Attendu, en conséquence, qu'il y a lieu d'admettre le VRP au bénéfice de l'indemnité légale de clientèle prévue à l'article L. 751.9 du Code du travailet de la limiter au montant des commissions perçues au cours des deux dernières années 1985 et 1986 soit ensemble 126 099 F sans autre abattement ni pondération, ni arrondissement, mais qu'il convient d'écarter toutes autres prétentions concernant un préjudice éventuel résultant de l'absence d'emploi pendant une année environ ;

Attendu, enfin, qu'il parait équitable d'allouer à Michaud une indemnité de 5 000 F au titre de l'article 700 du Code de procédure civile et d'écarter semblable demande de la société Ethnor qui succombe et supportera les dépens.
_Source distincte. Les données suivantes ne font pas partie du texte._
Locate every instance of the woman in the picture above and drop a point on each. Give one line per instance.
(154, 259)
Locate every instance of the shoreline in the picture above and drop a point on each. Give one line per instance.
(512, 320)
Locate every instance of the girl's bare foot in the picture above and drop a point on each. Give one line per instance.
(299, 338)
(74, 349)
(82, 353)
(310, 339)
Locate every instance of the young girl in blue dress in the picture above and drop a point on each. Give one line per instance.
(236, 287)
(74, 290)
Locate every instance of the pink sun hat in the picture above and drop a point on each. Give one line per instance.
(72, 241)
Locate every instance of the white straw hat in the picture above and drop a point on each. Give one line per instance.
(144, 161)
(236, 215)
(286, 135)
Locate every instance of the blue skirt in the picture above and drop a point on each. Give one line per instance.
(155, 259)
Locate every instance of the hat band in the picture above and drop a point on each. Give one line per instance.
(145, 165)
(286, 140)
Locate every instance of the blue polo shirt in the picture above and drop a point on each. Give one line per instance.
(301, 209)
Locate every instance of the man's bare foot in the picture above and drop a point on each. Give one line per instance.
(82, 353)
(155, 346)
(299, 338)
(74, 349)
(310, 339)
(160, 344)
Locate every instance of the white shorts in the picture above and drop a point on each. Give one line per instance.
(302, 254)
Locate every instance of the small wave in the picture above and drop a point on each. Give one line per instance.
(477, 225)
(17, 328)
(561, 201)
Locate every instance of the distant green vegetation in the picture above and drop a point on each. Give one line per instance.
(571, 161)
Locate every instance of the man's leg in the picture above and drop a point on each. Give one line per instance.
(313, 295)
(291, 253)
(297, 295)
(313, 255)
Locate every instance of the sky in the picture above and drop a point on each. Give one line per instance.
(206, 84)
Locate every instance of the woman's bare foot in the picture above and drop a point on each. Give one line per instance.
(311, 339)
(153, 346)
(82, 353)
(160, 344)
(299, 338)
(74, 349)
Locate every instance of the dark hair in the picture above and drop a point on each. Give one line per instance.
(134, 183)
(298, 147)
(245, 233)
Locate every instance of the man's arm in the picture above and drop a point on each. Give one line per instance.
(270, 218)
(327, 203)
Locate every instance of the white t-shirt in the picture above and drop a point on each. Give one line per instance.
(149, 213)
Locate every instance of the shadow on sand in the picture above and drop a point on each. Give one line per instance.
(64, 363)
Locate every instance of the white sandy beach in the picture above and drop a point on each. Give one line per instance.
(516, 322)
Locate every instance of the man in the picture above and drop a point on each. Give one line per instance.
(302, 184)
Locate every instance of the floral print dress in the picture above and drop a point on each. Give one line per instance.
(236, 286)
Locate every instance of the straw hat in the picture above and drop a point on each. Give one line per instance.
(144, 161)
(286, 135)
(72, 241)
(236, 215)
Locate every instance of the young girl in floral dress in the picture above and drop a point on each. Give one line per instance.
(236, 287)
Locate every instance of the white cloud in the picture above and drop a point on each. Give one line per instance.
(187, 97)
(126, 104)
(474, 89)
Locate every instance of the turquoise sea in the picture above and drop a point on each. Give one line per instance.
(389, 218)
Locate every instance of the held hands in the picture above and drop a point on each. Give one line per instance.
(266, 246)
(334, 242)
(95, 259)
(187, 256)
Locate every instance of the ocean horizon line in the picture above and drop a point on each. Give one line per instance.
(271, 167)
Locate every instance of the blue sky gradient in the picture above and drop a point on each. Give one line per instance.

Par ces motifs : LA COUR, statuant publiquement et contradictoirement ; Fait partiellement droit à l'appel de Stéphane Michaud ; Infirme dans la mesure utile le jugement du Conseil de prud'hommes de Reims du 9 novembre 1988 et statuant à nouveau, Homologue partiellement le rapport d'expertise ; Condamne la société Ethnor à payer à Stéphane Michaud une indemnité de clientèle d'un montant de cent vingt six mille quatre vingt dix neuf francs (126 099 F) ; Rejette tous autres moyen fins et conclusions des parties ; Condamne la société Ethnor à payer à Stéphane Michaud une indemnité de cinq mille francs (5 000 F) en application des dispositions de l'article 700 du Code de procédure civile et met les entiers dépens à la charge de l'intimée en ce compris les frais d'expertise.